Tess Bilhartz is interested in stories, both mythic and personal. In the last two years, she has worked to tell these stories primarily with paper and colored pencils, an adaptable medium that lends itself easily to different shapes and scales. Similar to the television series True Blood, or a film like The Witch, where the American landscape nurtures the fantasies and horrors of Western mythology, she sets her work in a natural world where drama and hallucination feel rooted in the bones of the place.

Saskia Fleishman paints abstracted landscapes generated from photographs in her family's archives and taken around the world. The pieces form a space to contemplate points in our past, perception, conditioning, and our relationship to the life cycles of the landscapes we inhabit and pass through.

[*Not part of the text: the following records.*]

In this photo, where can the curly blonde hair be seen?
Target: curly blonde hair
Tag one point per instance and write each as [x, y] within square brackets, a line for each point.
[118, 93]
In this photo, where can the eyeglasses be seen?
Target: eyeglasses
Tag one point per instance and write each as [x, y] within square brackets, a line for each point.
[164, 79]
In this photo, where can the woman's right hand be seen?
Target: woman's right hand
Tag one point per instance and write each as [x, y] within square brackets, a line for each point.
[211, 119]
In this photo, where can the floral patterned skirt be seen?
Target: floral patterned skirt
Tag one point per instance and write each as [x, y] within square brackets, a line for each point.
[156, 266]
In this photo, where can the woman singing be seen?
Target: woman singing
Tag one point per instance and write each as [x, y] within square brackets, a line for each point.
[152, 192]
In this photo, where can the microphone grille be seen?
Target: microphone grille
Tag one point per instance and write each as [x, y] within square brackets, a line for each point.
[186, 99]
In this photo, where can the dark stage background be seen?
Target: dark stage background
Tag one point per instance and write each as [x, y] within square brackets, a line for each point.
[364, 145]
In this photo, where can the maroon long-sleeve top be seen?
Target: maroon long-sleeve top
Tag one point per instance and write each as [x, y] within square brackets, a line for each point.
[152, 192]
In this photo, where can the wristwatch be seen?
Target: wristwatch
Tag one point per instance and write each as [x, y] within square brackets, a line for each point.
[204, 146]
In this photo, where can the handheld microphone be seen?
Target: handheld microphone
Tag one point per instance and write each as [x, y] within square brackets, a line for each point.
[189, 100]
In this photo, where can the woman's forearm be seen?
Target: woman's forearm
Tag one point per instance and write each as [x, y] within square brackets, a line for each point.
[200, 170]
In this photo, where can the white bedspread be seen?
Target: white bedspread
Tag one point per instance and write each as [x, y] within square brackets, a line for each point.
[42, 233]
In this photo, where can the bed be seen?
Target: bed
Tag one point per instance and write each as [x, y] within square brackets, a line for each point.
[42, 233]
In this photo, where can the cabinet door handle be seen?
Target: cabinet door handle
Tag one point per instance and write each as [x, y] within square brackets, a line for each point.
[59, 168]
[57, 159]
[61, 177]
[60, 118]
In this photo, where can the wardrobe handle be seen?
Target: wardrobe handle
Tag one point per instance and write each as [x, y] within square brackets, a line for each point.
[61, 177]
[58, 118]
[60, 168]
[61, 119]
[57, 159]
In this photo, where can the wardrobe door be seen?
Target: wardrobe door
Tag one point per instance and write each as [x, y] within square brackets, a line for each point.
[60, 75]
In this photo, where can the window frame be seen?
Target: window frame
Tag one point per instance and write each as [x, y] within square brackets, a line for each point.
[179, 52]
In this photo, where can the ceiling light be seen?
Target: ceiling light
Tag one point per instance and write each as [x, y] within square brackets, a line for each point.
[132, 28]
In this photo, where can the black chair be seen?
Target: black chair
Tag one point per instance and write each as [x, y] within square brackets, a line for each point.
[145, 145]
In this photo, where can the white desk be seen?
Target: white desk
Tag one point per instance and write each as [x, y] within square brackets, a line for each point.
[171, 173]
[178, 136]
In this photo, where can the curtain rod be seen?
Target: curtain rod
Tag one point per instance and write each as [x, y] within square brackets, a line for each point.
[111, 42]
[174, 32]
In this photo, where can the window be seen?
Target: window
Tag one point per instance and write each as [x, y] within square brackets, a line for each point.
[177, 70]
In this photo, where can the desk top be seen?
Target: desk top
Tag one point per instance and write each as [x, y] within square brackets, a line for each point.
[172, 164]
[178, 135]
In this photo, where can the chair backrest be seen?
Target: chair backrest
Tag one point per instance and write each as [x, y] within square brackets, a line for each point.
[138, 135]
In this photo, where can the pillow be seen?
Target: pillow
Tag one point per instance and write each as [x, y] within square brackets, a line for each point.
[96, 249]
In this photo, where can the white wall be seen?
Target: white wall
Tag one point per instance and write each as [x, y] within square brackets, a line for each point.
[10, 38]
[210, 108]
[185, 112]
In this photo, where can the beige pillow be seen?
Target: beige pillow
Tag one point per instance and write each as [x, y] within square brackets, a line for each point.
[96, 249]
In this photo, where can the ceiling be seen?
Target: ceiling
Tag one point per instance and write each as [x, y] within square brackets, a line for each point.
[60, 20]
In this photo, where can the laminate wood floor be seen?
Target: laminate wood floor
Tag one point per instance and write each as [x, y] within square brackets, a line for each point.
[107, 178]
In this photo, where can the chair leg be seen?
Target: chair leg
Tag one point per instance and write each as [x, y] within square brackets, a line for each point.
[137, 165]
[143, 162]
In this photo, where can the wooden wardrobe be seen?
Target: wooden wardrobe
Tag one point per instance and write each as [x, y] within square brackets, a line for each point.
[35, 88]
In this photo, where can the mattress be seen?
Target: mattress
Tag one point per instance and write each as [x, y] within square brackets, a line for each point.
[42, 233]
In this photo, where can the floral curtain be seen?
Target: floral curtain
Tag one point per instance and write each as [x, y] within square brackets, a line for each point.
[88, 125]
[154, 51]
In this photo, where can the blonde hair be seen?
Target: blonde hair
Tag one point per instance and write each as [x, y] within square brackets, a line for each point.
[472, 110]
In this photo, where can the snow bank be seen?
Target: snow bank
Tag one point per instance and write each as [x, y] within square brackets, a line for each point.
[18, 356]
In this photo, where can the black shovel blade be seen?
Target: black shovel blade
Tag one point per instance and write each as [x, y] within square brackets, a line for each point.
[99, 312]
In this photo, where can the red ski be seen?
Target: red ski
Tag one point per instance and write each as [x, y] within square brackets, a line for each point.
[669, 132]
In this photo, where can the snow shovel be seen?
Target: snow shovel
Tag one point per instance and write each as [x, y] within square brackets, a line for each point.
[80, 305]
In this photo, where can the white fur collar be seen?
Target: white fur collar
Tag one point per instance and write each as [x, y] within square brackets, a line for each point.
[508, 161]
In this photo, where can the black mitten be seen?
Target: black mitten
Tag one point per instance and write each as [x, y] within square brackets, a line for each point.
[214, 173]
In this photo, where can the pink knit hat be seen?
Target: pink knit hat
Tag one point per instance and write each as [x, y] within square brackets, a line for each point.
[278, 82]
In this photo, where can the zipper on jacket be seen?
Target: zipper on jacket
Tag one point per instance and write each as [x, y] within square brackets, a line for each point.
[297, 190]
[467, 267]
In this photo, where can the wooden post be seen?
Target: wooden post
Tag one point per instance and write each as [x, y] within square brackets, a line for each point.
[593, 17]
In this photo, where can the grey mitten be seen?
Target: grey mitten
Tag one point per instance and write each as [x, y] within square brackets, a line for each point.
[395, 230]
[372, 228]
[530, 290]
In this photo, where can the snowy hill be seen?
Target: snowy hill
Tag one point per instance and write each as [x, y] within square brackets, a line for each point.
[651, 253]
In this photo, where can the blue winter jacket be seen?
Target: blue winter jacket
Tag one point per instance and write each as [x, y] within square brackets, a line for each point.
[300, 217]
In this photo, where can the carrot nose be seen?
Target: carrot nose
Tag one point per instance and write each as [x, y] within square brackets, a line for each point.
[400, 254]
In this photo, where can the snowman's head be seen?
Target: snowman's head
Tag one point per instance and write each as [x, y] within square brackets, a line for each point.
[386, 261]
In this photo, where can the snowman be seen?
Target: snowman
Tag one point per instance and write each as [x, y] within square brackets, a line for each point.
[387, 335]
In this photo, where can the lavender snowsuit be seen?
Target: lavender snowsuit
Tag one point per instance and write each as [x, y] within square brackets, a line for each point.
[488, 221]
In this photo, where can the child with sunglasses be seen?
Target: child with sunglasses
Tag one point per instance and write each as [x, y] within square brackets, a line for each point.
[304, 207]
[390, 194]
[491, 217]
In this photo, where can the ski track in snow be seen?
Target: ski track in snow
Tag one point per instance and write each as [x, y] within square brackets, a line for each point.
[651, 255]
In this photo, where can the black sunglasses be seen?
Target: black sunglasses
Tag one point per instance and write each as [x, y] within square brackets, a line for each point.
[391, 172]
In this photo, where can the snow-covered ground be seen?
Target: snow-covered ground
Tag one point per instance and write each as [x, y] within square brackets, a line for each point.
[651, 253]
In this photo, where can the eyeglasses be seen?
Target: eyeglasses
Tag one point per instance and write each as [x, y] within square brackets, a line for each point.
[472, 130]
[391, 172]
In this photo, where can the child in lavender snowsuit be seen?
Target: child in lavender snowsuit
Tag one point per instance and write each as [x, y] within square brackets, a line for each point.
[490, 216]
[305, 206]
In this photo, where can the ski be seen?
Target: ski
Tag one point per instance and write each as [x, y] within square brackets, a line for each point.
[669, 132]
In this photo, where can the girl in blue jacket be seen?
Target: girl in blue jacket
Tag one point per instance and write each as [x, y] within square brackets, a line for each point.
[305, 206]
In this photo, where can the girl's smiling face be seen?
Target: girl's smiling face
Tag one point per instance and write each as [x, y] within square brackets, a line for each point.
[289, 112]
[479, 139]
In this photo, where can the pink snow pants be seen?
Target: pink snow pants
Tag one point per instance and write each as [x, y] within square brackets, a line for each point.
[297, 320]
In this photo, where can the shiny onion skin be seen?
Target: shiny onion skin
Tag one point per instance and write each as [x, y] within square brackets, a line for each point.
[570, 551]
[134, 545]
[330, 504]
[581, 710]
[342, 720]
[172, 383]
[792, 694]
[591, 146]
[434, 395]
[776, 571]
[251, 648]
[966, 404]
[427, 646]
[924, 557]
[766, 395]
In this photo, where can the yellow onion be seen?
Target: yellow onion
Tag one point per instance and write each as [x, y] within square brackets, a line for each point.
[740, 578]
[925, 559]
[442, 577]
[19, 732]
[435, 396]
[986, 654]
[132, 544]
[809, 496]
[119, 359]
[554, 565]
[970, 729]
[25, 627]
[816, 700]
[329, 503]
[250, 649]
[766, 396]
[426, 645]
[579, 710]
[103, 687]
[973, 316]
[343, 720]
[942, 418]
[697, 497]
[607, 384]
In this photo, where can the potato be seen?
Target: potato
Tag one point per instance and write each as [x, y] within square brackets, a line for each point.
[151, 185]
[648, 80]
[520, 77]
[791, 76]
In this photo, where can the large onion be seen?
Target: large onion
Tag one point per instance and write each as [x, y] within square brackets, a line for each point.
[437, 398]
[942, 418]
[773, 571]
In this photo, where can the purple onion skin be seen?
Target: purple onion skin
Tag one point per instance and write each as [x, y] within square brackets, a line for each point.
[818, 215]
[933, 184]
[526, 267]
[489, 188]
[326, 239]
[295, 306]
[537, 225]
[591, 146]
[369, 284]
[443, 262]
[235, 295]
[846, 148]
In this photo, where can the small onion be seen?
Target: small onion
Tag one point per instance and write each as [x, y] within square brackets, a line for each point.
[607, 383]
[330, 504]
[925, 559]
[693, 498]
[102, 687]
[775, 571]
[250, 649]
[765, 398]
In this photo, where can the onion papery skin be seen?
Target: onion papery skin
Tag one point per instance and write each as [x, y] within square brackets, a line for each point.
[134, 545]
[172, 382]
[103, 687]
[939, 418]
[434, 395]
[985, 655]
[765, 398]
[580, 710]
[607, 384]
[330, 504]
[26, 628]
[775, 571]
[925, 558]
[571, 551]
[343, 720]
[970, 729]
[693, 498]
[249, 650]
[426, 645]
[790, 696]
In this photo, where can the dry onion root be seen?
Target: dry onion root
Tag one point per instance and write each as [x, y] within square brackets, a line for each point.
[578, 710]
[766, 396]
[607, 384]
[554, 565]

Alison Kudlow transforms ephemeral events into tangible objects. She embodies unseen forces in material to slow time and expand a moment. She listens to her materials, asking them to show her how they want to move. She views the kiln as a condensed model of geological time. The appearance of her pieces reflects the temperatures reached by the kiln, how long they were at each temperature, and in which order. Her sculptural manipulations of time reflect a stubborn refusal to accept impermanence and loss.

Emilia Olsen’s work revolves around her experiences coping with depression and anxiety. Inspired by Frank O’Hara, Maggie Nelson, and Ross Gay, and others, Olsen thinks of her paintings as poems. They often deal with grief and serve as vignettes of painful moments she nevertheless wants to remember.

Krista Louise Smith’s work circles around desire and fear. Oscillating between paint and clay, Smith invents scenarios where paintings and ceramics (often shown together) expand a broader framework of expression. Colors tie the mediums together in a harmonious world of pale pastels where tight tonal shifts contribute to the softness in both the paintings and the sculptures. In recent works, she explores themes of escapism, loss and dreams through playful paintings of semi-abstract clouds and skies and an army of small-scale ceramic teeth or abstracted jawbones.

Elise Thompson uses sheer surfaces and layered elements to explore the physical and metaphorical complexities of transparency. Through varying degrees of obscured visibility, these works show surface restraint by emphasizing the frame and the details beneath. Many attributes can be withheld or disguised through frost, censored effects, or outright obstruction when deciphering what is beneath.